Souvenons-nous du traité européen qui instaura l'ouverture des frontières et la libre circulation intracommunautaire des biens et des services et mesurons le chemin parcouru et les effets induits par la mesure. Le Cloud Computing génère le même phénomène mais à l'échelle planétaire et à la différence de l'Union Européenne, il n'y a pas de police aux frontières sur l'internet.
Cette traduction mot pour mot qui nous donne « l'informatique dans les nuages » a-t-elle été bien  réfléchie?
L'expression « dans les nuages » est couramment utilisée dans la langue française, on l'associe le plus souvent à « avoir la tête dans les nuages » ou encore on la rapproche de « être dans la lune ». Tout ceci qualifie simplement l'individu dont il est question d'étourdi. Le DSI dans les nuages, par extension, serait alors un DSI étourdi (9)? Il faut certainement considérer le vocable dans sa polysémie. Il pourrait être étourdi au sens où le phénomène serait étourdissant, ou bien encore étourdi, au sens où il manquerait de vigilance. Comment a-t-on pu en arriver à une telle expression, par quelle malheureuse association se retrouve-ton dans les nuages? L'architecture applicative distribuée, considérée désormais exclusivement sous forme de service, repose sur des interconnexions de réseaux dont le plus fameux exemple est l'internet. Jusqu'alors, un directeur informatique était le manager d'une infrastructure matérielle et logicielle dont son entreprise était « propriétaire ». Or, l'internet n'appartient à personne, il n'a pas de définition juridique dans sa globalité (10), même si les acteurs majeurs sont clairement identifiés, et personne ne peut espérer obtenir une garantie de fonctionnement de bout en bout. L'internet est une nébuleuse (11), c'est d'ailleurs souvent sous la forme d'un nuage qu'il est représenté sur les schémas d'architecture informatique. L'expression « dans les nuages » vient très certainement de là. Rien de bien surprenant quand on sait que  les constructions sémantiques viennent souvent de la métaphore dans le domaine de l'informatique.

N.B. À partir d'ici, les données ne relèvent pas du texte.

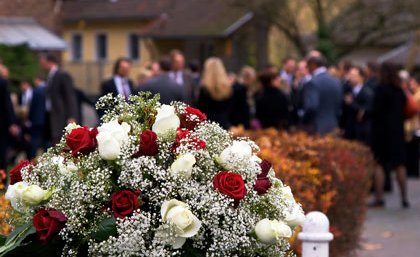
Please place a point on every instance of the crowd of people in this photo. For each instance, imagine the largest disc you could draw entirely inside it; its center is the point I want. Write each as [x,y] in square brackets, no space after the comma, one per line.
[369,104]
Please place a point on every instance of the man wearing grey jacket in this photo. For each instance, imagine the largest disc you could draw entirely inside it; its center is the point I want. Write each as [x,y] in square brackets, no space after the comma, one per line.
[61,103]
[162,84]
[322,99]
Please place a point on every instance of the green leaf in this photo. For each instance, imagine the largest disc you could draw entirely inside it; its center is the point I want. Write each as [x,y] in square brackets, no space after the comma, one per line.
[2,240]
[106,228]
[15,238]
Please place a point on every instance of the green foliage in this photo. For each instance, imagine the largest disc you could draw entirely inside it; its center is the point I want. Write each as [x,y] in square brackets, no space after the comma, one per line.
[106,228]
[20,60]
[15,238]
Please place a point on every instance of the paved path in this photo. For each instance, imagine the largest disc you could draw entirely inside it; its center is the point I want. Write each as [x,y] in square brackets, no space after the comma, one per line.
[393,231]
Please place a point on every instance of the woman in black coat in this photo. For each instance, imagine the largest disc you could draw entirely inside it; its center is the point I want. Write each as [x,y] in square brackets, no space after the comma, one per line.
[272,105]
[215,98]
[388,143]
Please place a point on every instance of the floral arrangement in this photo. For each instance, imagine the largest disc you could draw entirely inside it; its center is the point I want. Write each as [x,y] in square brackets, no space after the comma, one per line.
[329,174]
[152,180]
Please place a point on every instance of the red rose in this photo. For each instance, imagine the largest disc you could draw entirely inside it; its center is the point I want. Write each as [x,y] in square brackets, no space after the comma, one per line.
[191,117]
[47,223]
[148,144]
[15,175]
[186,137]
[82,140]
[263,183]
[123,203]
[230,184]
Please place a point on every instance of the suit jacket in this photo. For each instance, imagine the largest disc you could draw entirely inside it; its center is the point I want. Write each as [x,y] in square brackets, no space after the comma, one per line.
[7,113]
[168,89]
[37,107]
[322,103]
[240,112]
[272,108]
[359,129]
[108,86]
[61,92]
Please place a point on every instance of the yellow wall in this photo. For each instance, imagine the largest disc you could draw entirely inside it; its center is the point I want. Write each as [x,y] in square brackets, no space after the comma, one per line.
[88,73]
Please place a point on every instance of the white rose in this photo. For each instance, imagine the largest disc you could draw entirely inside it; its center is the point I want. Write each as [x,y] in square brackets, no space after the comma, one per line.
[271,231]
[34,195]
[182,221]
[287,192]
[295,217]
[111,137]
[183,165]
[166,120]
[238,152]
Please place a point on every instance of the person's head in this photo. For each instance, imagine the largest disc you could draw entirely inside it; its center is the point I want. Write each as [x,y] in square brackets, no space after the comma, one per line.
[247,76]
[24,85]
[344,68]
[313,53]
[356,76]
[372,69]
[415,82]
[122,67]
[4,71]
[289,65]
[194,66]
[165,64]
[38,81]
[177,60]
[215,79]
[268,78]
[302,69]
[154,68]
[48,61]
[314,63]
[143,76]
[388,74]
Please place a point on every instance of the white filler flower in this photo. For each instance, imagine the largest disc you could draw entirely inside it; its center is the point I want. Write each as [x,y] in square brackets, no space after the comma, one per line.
[183,165]
[271,231]
[166,120]
[111,137]
[182,221]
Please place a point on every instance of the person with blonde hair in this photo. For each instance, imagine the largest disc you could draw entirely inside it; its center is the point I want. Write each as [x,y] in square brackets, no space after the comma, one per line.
[215,97]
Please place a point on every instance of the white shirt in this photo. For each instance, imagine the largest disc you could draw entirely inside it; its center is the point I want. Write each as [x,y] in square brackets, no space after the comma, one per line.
[177,76]
[123,87]
[27,97]
[51,73]
[357,89]
[319,71]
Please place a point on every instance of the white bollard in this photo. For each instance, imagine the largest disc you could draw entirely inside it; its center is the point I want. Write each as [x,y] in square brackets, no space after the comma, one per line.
[315,235]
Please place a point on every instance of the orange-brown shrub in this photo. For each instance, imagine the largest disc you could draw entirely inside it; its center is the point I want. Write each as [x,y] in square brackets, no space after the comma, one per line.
[326,174]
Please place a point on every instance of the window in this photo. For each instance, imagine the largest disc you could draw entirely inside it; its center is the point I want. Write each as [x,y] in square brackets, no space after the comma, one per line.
[134,47]
[101,47]
[76,47]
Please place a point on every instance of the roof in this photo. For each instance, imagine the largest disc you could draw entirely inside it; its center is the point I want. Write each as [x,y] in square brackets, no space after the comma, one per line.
[171,19]
[76,10]
[19,30]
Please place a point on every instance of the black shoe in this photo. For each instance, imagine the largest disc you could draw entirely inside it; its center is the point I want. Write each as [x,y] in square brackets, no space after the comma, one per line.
[405,204]
[377,204]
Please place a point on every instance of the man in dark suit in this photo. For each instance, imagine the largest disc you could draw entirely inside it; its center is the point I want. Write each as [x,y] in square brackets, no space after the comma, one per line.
[61,103]
[119,83]
[183,79]
[7,119]
[322,98]
[359,103]
[37,117]
[162,84]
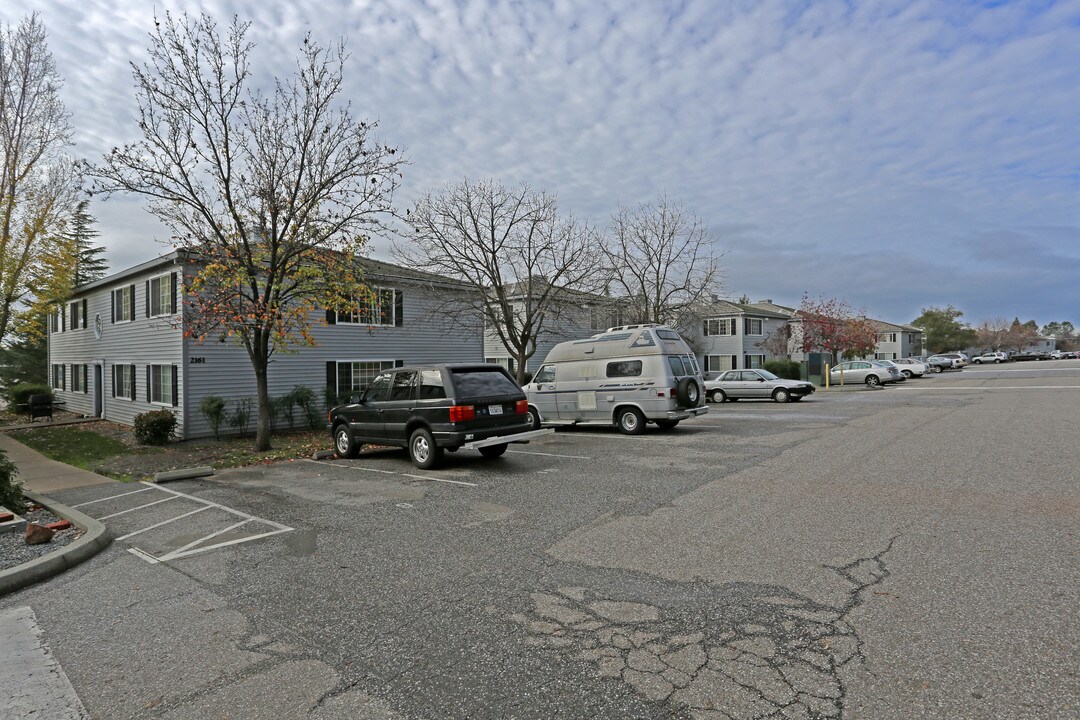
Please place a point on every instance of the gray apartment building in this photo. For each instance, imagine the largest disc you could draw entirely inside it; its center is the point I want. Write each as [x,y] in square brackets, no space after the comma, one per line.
[118,348]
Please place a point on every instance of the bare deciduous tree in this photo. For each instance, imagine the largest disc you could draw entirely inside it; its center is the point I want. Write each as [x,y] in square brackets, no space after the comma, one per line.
[525,265]
[662,260]
[37,181]
[273,194]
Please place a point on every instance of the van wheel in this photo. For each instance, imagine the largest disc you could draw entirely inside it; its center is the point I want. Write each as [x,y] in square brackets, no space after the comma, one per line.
[631,421]
[688,392]
[494,450]
[345,446]
[422,449]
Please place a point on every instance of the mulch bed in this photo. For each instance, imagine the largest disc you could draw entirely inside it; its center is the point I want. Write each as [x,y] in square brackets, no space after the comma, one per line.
[13,547]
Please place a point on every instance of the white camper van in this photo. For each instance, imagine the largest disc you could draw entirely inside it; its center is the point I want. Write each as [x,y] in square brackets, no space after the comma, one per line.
[626,376]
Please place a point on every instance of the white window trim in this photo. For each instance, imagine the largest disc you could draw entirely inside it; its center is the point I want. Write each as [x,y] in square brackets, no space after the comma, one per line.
[119,306]
[162,403]
[167,279]
[343,318]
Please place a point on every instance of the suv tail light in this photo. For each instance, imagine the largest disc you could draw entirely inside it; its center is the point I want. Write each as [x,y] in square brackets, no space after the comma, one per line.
[462,412]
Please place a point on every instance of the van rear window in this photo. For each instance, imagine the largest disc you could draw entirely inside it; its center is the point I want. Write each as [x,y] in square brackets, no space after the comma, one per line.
[624,369]
[482,383]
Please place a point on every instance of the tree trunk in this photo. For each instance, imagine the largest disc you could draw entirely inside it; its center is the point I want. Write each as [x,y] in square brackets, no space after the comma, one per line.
[260,362]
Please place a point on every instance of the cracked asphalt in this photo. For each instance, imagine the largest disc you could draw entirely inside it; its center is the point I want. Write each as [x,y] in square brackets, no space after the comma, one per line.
[902,553]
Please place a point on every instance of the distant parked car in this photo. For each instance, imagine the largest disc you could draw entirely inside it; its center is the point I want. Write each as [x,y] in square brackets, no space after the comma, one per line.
[996,356]
[912,368]
[872,372]
[737,384]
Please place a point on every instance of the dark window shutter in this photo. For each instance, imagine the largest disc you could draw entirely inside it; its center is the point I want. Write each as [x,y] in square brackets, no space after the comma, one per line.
[332,376]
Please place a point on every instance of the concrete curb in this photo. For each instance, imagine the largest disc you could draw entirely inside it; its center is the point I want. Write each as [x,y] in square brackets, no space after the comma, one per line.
[95,539]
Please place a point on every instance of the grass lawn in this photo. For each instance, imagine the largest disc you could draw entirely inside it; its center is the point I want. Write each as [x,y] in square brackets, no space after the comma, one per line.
[113,452]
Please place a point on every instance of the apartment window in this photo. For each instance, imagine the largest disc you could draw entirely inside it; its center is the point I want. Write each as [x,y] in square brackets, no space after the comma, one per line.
[161,295]
[719,326]
[719,363]
[162,384]
[123,381]
[123,304]
[353,378]
[78,378]
[58,377]
[386,307]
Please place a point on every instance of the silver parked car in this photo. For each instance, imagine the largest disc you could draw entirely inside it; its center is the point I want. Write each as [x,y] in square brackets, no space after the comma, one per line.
[873,372]
[755,383]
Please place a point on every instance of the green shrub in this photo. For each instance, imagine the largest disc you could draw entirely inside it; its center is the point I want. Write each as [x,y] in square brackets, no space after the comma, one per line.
[787,369]
[213,409]
[21,393]
[154,428]
[11,490]
[241,418]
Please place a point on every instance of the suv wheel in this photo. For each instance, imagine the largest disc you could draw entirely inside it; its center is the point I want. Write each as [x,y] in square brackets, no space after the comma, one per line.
[631,421]
[422,449]
[345,446]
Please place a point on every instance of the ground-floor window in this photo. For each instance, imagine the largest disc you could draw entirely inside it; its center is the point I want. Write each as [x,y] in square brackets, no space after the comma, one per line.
[123,381]
[162,383]
[78,378]
[58,378]
[353,378]
[719,363]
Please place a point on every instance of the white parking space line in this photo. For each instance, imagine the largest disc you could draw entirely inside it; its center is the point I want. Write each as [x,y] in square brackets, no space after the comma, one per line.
[102,500]
[549,454]
[158,525]
[124,512]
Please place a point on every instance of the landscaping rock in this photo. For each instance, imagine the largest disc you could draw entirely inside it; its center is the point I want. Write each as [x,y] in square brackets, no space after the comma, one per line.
[38,534]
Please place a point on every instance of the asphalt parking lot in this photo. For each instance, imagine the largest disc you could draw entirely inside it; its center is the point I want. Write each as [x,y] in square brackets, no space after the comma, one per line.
[901,553]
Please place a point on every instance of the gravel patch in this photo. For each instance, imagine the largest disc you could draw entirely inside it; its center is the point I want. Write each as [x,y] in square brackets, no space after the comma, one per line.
[13,547]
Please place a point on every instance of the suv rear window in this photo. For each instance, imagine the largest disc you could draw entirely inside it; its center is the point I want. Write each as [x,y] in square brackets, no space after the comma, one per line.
[482,383]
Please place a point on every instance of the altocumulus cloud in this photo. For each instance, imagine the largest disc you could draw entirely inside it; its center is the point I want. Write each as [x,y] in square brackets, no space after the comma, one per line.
[894,153]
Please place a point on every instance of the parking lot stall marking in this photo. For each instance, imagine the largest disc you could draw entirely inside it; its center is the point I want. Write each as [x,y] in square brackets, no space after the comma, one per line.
[100,500]
[158,525]
[132,510]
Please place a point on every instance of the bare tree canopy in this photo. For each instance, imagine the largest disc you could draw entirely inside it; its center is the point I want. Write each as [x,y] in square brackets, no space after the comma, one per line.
[523,261]
[272,194]
[662,261]
[37,179]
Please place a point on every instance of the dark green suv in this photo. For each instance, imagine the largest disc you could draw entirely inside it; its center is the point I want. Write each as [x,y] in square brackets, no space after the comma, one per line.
[433,408]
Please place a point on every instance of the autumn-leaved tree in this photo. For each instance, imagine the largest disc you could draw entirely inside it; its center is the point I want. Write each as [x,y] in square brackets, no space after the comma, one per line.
[527,267]
[37,179]
[662,262]
[829,325]
[271,194]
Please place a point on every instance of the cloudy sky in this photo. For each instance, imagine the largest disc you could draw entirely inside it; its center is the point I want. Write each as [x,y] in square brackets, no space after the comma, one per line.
[894,153]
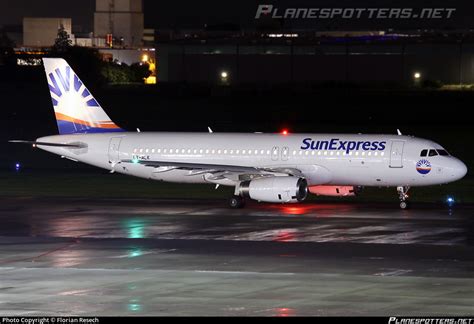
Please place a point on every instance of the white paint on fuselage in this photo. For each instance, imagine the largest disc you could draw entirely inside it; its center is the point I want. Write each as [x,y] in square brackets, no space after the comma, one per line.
[332,167]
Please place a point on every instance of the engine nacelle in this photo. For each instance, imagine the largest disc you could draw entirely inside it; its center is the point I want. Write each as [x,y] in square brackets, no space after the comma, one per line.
[275,189]
[335,191]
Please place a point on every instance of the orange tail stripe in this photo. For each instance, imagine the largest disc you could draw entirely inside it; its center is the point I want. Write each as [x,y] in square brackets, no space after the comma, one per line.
[63,117]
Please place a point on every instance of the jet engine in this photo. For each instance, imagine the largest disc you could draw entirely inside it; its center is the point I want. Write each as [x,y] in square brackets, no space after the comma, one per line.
[341,191]
[275,189]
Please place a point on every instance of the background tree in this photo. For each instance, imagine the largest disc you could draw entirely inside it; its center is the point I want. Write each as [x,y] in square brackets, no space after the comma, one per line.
[63,41]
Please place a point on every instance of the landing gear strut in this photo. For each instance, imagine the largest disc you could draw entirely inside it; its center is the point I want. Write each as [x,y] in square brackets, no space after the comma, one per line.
[236,202]
[403,196]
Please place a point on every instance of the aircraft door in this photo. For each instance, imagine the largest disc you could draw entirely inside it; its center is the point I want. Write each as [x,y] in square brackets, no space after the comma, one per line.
[396,154]
[114,151]
[275,153]
[284,153]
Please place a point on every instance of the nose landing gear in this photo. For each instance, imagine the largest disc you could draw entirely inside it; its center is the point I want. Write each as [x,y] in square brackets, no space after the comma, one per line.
[236,202]
[403,196]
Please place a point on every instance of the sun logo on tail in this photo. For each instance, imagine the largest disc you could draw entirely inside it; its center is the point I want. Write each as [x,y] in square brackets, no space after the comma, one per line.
[76,110]
[64,79]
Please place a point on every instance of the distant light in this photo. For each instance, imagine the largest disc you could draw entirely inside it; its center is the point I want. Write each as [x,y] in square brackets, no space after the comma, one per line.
[450,201]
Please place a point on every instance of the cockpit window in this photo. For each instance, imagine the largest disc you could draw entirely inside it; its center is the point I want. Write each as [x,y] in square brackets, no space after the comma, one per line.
[432,153]
[443,152]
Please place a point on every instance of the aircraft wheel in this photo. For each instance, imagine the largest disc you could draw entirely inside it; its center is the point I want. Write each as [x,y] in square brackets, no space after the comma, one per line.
[404,205]
[236,202]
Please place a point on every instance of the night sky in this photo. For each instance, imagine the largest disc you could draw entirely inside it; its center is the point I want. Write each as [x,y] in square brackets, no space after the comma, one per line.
[194,14]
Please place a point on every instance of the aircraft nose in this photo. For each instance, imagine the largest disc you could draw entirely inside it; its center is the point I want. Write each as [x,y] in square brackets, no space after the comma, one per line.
[459,169]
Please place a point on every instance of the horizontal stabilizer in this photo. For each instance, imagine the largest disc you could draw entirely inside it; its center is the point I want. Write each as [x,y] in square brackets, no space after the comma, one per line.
[35,143]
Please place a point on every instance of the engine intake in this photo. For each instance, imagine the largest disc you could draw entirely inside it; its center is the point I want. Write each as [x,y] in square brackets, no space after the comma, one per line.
[275,189]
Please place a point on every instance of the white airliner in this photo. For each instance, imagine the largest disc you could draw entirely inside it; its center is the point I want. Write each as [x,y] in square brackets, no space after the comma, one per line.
[265,167]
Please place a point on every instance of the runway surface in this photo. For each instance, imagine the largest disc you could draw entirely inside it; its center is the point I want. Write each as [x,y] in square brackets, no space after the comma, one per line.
[196,257]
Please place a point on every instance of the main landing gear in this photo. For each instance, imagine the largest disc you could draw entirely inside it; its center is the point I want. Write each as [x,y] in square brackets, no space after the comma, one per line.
[236,202]
[403,196]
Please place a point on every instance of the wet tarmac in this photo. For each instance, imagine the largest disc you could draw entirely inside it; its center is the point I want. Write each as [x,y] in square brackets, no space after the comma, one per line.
[197,257]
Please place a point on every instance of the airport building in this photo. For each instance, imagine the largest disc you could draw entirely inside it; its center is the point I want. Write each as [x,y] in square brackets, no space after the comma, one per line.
[306,57]
[42,32]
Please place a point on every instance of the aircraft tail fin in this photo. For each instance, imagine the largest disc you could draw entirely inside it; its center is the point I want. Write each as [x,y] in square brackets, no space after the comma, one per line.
[76,110]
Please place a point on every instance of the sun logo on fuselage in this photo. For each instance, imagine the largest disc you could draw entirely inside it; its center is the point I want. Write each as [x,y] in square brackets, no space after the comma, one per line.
[423,166]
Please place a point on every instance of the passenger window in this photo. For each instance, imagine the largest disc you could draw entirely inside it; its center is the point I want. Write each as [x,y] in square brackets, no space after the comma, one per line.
[443,152]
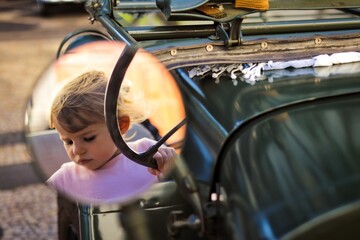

Dès lors, il semble que passer de la gestion d'une propriété à la gestion d'un environnement non maîtrisé implique nombre d'adaptations pour permettre aux DSI d'apporter des réponses aux questions qu'ils doivent se poser dans ce nouveau contexte. Comment garantir une qualité de service dans un environnement où le transport de données n'est pas contractualisé de bout en bout?  Comment imposer des contraintes à des fournisseurs positionnés en deuxième ligne? Comment rétablir un service lorsqu'on n'a pas d'interlocuteur direct? Comment gérer la sous-traitance dans le cas d'un hébergement délocalisé?  Comment se prémunir du vol d'images de serveurs ou de leur mise au rebut en cas de changement d'hébergeur? Ou tout simplement comment conserver du crédit auprès de la Direction Générale en cas d'impossibilité de réactivité face à la demande métier? etc.
Cette expertise technico-managériale du DSI qui lui permet d'y voir clair grâce à la maîtrise de son environnement ne va-t-elle pas devoir s'orienter vers plus de compétences juridiques et moins d'implication technique, pour lui mais également pour ses équipes, au risque de conduire à un appauvrissement des compétences?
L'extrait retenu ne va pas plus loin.